The trivial version of the iteration does not fully exploit the available parallelism. The following dependency graph shows an enhanced version on the left, with the trivial version on the right :
As we see in a later log, the version on the right is not only slower, but has a flaw that would allow external data to compromise the internal state and push the algorithm in a degenerate state.

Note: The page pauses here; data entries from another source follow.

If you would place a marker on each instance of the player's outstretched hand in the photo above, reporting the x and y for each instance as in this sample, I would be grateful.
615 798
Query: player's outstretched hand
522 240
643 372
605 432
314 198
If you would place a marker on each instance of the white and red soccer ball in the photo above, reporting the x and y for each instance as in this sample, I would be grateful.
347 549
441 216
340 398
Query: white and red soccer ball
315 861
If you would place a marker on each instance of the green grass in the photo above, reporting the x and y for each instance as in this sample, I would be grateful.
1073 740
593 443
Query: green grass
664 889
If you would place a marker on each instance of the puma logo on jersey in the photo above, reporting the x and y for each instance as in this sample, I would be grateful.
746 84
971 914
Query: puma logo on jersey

The left version is a bit more tricky to write - yet not really that much, but it's also 2× faster on any superscalar or even OOO core.
All I had to do was move where the external data are introduced, if possible outside of the "critical datapath". This comes at the cost of one or two temporary data, here tx and ty for clarity.
The corresponding C code is pretty easy to extract from the graph :
uint64_t X, Y, tx, ty; uint32_t buff*; tx = X + (uint64_t)(buff[i]); ty = X + Y; X = tx + ty; Y = ty + (uint64_t)(buff[i+1]);
If you have 2 integer pipelines (which is not exceptional these days), they will be fully busy.
If on top of that you have a Load/Store Unit that can process 1 load per cycle, you can compute 32 bits per cycle. You can also duplicate and interleave two adjacent computations for increased throughput (as some IP checksum algos do) and, since it is a linear operation, the blocks should be "reconcilied" every 40 or so cycles to prevent the effects of modulo truncations of the higher half of the registers. However, given the demonstrated occupancy of the pipelines, this should not be required... I'll have to explore and check the maths on this though.
Anyway, as promised, this algorithm shows a great efficiency with few efforts.